Perseverance localizó, en noviembre de 2022, conglomerados de cantos rodados, similares a los desarrollados en nuestros ríos; asimismo el estudio de rocas ígneas marcianas muestra evidencias de minerales secundarios formados por la actuación del agua, manifestados por la alteración de olivinos o la formación de carbonatos, yesos y arcillas, del mismo modo que sucede aquí.

Estos hechos demuestran condiciones favorables de habitabilidad: temperatura, ambiente, geoquímica, agua líquida, compuestos orgánicos aromáticos…, lo que no implica, ni sugiere, que hayan originado condiciones vitales. Aún no se han hallado biomarcadores, o sea, sustancias orgánicas cuya aparición solo puede explicarse mediante la actividad de organismos vivos.

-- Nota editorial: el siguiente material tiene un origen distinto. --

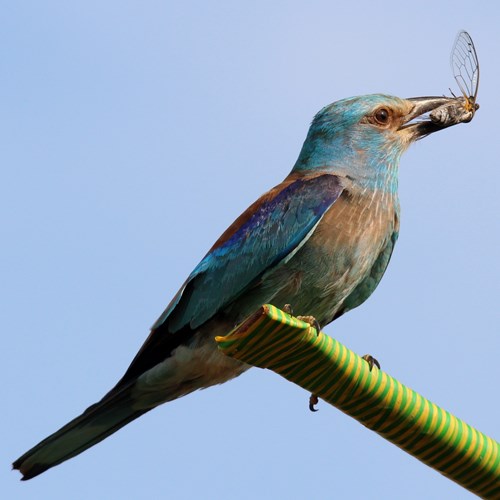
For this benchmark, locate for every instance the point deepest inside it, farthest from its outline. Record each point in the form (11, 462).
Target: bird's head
(363, 137)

Si bien no se han encontrado pruebas axiomáticas de presencia biológica en el planeta rojo, del tipo de rocas sedimentarias causadas por bacterias antiguas o una diversidad de compuestos orgánicos complejos, no es descartable que el subsuelo del Marte ancestral fuese habitable para microorganismos que se alimentaban de hidrógeno y producían metano. De haber existido vida, ésta debía ser primordial y se extinguió probablemente hace ya más de 3.000 millones de años, durante el eón arcaico. De todas maneras, se deberá esperar a disponer de datos inéditos para concluir de forma fehaciente.